Deal terms seems very reasonable, and outcomes forecasted by management promise to elevate financial metrics to leadership amongst the legacy American banks (which we distinguish from rising FinTech competitors all around the world and all over the internet).


But deal terms aside, these transactions HAVE TO HAPPEN. And they will continue to happen in earnest. In fact, look at the dense but still narrow footprint of Huntington "NewCo," it feels safe to say this won't be their last deal. Analyst ratings and evaluations aside, the legacy banking industry in the US has been consolidating for a generation and developments and demands of technology are ACCELERANTS to this progression. As we look ahead, 2021 should be very busy for Bank M&A.

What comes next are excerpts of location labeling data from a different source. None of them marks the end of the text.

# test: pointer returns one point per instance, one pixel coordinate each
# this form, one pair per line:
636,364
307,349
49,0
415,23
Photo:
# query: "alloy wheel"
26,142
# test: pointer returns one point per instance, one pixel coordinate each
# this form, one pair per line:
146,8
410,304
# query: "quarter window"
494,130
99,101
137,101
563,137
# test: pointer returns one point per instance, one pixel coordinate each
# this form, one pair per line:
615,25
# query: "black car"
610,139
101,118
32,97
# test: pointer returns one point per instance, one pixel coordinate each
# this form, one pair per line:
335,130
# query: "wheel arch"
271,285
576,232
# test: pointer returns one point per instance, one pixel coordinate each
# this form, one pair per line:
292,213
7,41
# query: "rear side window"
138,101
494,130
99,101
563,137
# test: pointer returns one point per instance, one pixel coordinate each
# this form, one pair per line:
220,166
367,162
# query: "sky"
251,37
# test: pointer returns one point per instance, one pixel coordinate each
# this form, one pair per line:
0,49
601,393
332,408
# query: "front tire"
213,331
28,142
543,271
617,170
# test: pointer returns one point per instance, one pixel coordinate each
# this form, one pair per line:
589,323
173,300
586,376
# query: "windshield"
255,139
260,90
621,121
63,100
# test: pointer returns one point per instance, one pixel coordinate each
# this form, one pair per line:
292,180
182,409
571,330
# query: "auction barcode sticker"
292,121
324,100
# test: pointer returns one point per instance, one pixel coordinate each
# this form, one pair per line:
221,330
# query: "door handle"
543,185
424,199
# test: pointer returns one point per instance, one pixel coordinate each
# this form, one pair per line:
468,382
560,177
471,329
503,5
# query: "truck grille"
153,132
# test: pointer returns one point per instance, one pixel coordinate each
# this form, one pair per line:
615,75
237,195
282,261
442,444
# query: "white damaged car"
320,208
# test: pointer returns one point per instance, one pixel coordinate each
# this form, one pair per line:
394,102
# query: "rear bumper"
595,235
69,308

And now a word about value creation. This transaction will stand out for density and cost saves. However, the presentation slides do little to suggest a change in cyclicality or diminished revenue challenges. This is important. Management indicated the potential for revenue synergies, but did not include them in their financial modeling. That means they are very low probability opportunities of aggregate significance.


"It's a great opportunity to drive scale (management comment)." Almost every transaction that is announced in the banking industry offers this promise. Table stakes, nothing more. But experience shows us that all banks at every size continue to fight challenges to scale. There are just too many players nibbling at the shiny apple of still-robust bank operating margins. The business is being picked apart relentlessly across the chain of value as once-specialties become genericized.


But these banks have to try, and we are rooting for them and their investors. Forward is the only direction that makes any sense. But remember this: the banking industry, over time, has not shown that bigger is better.


The industry has proven that bigger is...well... bigger.